Once settled in our room, we fell quickly into a pattern. Jordan got up early and went to the spa ever morning, while I dozed, watched the news, and drank my coffee. One breakfast in the hotel dining room was enough—we neither needed to eat that much nor spend that much. But it was a lovely experience—the restaurant was open to a pond with a waterfall and a swan that swam right up to our table. Sparrows flew all over the dining room, often landing to pick up snacks from discarded plates. After that, we breakfasted in our room.
Jordan had arranged to visit other hotels at lunchtime, so we dined at the Ritz Carlton one day and the Four Seasons the next—both magnificent, elegant places where I felt slightly under-dressed and out of place. But beach-front lunches were good…and always there was the ocean. At the Four Seasons, we had our best whale sighting ever when one jumped out and then dove back into the water right in front of us. These visits gave us a chance to drive both directions from our hotel and see a bit of the island which is, as you’d expect, beautiful. Much of it is “developed” and manicured but there’s still plenty in its natural state. We were particularly aware here of green ocean fronts and barren, brown hills.
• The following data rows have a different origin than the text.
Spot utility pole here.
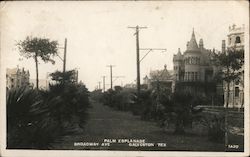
[128,25,147,97]
[98,81,101,89]
[63,38,67,74]
[102,76,106,92]
[63,38,67,84]
[107,65,115,89]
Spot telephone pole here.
[128,25,147,97]
[107,65,115,89]
[63,38,67,74]
[98,81,101,89]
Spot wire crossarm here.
[140,48,167,62]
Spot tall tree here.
[218,48,244,147]
[17,37,58,89]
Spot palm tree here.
[17,37,58,89]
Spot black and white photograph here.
[0,0,249,157]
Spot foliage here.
[17,37,58,88]
[208,115,225,142]
[217,48,244,82]
[7,83,89,149]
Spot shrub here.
[7,83,89,149]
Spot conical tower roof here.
[187,29,199,51]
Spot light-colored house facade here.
[223,25,245,108]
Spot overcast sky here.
[0,1,249,90]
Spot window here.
[235,36,241,44]
[228,38,232,45]
[194,72,197,81]
[235,87,240,97]
[235,80,240,85]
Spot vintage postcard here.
[0,1,249,157]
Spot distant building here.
[173,30,223,103]
[222,25,245,108]
[143,65,174,91]
[124,83,136,89]
[6,67,30,90]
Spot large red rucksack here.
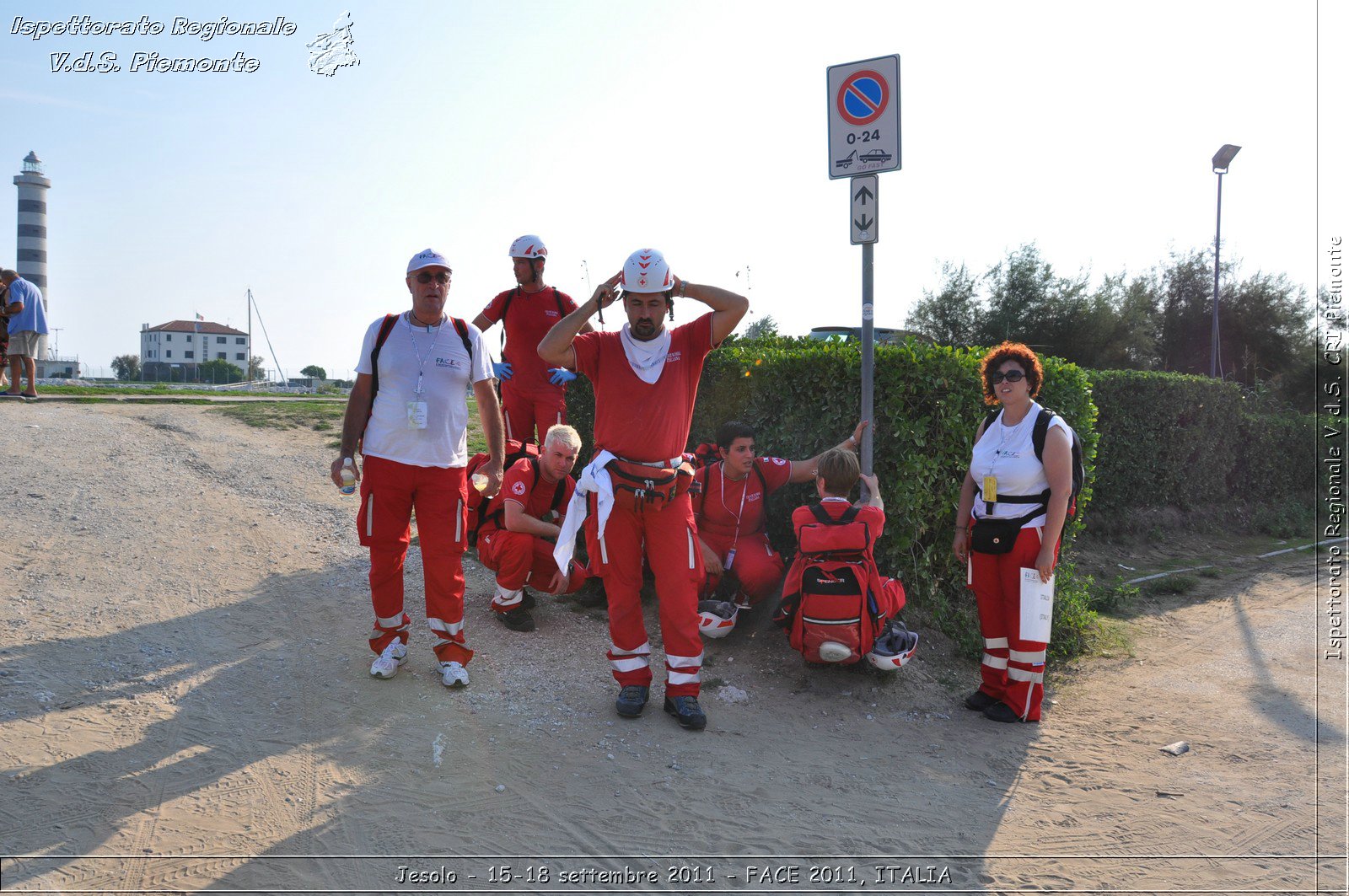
[464,438,567,548]
[774,503,886,664]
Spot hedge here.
[1090,370,1317,516]
[568,339,1317,656]
[568,331,1097,656]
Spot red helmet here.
[619,249,674,292]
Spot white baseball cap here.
[407,249,449,274]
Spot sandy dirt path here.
[0,404,1345,893]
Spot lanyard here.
[407,312,445,395]
[719,460,750,548]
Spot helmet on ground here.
[697,600,740,638]
[619,249,674,292]
[510,233,548,258]
[866,620,919,672]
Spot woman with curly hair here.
[951,343,1072,722]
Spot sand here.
[0,402,1346,893]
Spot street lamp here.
[1209,143,1241,377]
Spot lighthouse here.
[13,151,51,366]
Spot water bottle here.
[337,458,356,496]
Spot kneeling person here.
[477,425,587,631]
[776,448,919,671]
[693,420,866,638]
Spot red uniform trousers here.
[969,526,1063,722]
[477,526,587,613]
[585,494,703,696]
[356,458,474,664]
[699,532,787,607]
[502,379,567,445]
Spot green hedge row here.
[568,339,1097,645]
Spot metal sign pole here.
[862,237,875,475]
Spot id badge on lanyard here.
[407,400,427,429]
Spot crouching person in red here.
[777,448,919,671]
[693,420,866,638]
[538,249,749,730]
[477,424,587,631]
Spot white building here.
[140,319,252,373]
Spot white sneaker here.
[369,638,407,679]
[440,663,468,688]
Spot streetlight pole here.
[1209,143,1241,378]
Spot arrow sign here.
[848,174,881,245]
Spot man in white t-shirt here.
[332,249,503,687]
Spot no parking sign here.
[827,56,900,178]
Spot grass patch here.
[1145,575,1199,593]
[42,384,310,398]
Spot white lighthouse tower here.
[13,151,51,364]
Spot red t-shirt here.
[483,458,576,532]
[693,458,792,539]
[483,286,576,395]
[569,312,712,463]
[792,501,885,560]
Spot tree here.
[739,314,777,341]
[112,355,140,379]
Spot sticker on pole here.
[827,56,901,178]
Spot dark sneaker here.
[665,695,707,732]
[965,691,1002,712]
[614,684,652,719]
[572,577,609,607]
[983,700,1021,722]
[497,607,535,631]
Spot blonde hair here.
[544,424,582,452]
[814,448,862,496]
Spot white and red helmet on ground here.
[697,600,740,638]
[619,249,674,292]
[510,233,548,258]
[866,620,919,672]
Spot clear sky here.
[0,0,1349,377]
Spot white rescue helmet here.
[697,600,740,638]
[619,249,674,292]
[510,233,548,258]
[866,620,919,672]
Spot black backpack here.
[367,314,474,410]
[975,407,1086,519]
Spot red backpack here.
[774,503,885,664]
[464,438,567,548]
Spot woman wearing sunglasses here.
[951,343,1072,722]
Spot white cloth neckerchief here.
[619,324,670,384]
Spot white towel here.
[553,451,614,571]
[619,324,670,384]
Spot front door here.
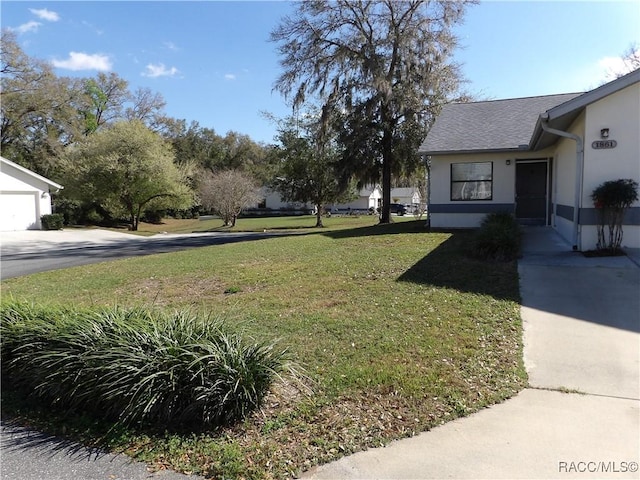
[516,160,548,225]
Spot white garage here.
[0,157,63,232]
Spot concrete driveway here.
[303,228,640,480]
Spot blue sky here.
[1,0,640,142]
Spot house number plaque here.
[591,140,618,150]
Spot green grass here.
[105,215,415,236]
[0,301,295,430]
[2,217,526,478]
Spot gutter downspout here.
[540,113,584,251]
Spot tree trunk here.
[380,122,393,223]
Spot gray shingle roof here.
[420,93,580,154]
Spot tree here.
[272,115,351,227]
[0,30,83,178]
[200,170,260,227]
[65,121,193,230]
[271,0,474,223]
[605,43,640,81]
[83,72,130,134]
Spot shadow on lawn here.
[319,220,428,239]
[322,220,520,302]
[398,230,520,302]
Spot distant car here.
[389,203,407,216]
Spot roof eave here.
[419,146,530,155]
[0,157,64,190]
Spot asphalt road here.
[0,232,284,280]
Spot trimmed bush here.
[472,212,522,262]
[40,213,64,230]
[0,302,286,428]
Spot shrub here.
[40,213,64,230]
[0,302,286,428]
[472,212,522,261]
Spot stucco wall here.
[0,162,51,231]
[551,112,585,245]
[581,83,640,250]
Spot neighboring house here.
[331,185,382,212]
[420,70,640,250]
[0,157,63,232]
[391,188,422,206]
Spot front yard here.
[2,221,526,479]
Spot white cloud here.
[11,20,42,34]
[142,63,179,78]
[29,8,60,22]
[51,52,113,72]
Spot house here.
[331,185,382,212]
[391,188,422,206]
[419,70,640,250]
[0,157,63,232]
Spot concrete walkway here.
[303,228,640,480]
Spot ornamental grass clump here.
[0,302,288,428]
[472,212,522,262]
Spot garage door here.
[0,192,38,232]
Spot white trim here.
[0,156,64,190]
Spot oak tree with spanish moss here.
[271,0,474,223]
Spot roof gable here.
[420,93,580,153]
[0,156,64,189]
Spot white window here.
[451,162,493,201]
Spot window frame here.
[449,161,493,202]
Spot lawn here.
[104,215,416,236]
[2,217,526,479]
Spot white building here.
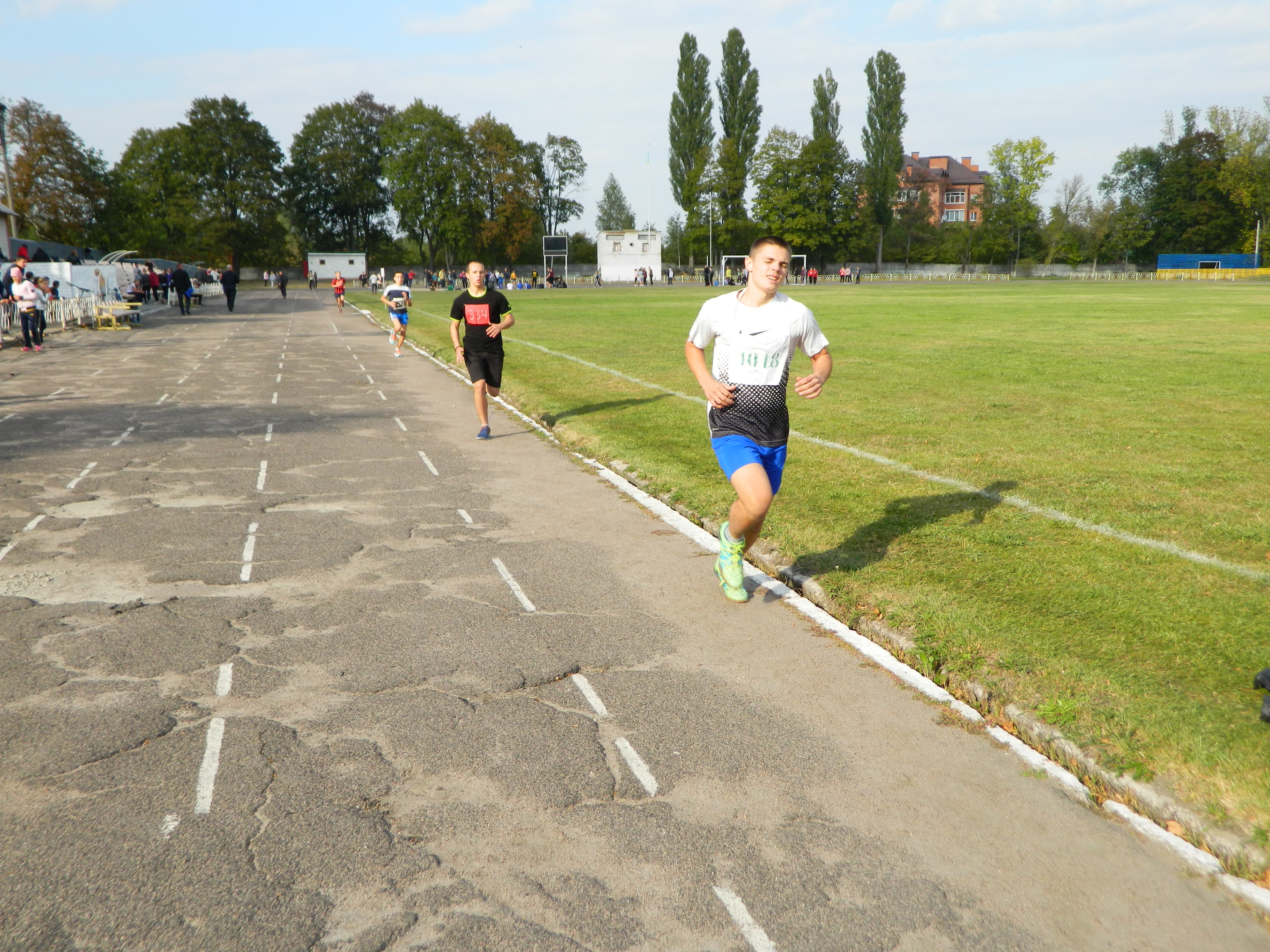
[306,251,366,283]
[596,231,662,281]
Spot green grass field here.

Afternoons, Jordan sunned by the pool while I read and napped in our room, which had an ocean view if you sat on the balcony and looked just the right way. Or maybe I should say ocean glimpse. Although we had a car, Jordan didn’t want to drive at night so we dined at the hotel and quickly found our favorite spot: Japengo, a sushi/steakhouse. We claimed a table on the patio bar area with a wonderful ocean view—and more whale sightings.
One night we had the fun of visiting with William Nikkel, an author published by my publisher, Turquoise Morning Press, 6and his wife Karen; theylive on Maui. We sat at “our” table and shared a pupu platter, along with tales of writing mysteries. Jordan said when we talked about various guns and their capabilities and people who “needed killing” the lady at the next table was alarmed and kept watching us with caution.
We spent a long day waiting to fly home--lunch at a nice place on the coast and long hours in a bar at the airport where we watched a small drama. Fur men took forever to load a large dog crate into the cargo hold of a plane. They turned it sideways and ever which way and I worried about the dog, but we could see them talk to it and put their hands in to pet the animal. The finally got it loaded and upright. Five minutes later they came back, unloaded it, and drove away. Did they put it on the wrong plane? We'll never know. Finally our plane took off and we flew most of the night to get home. Glad to be back.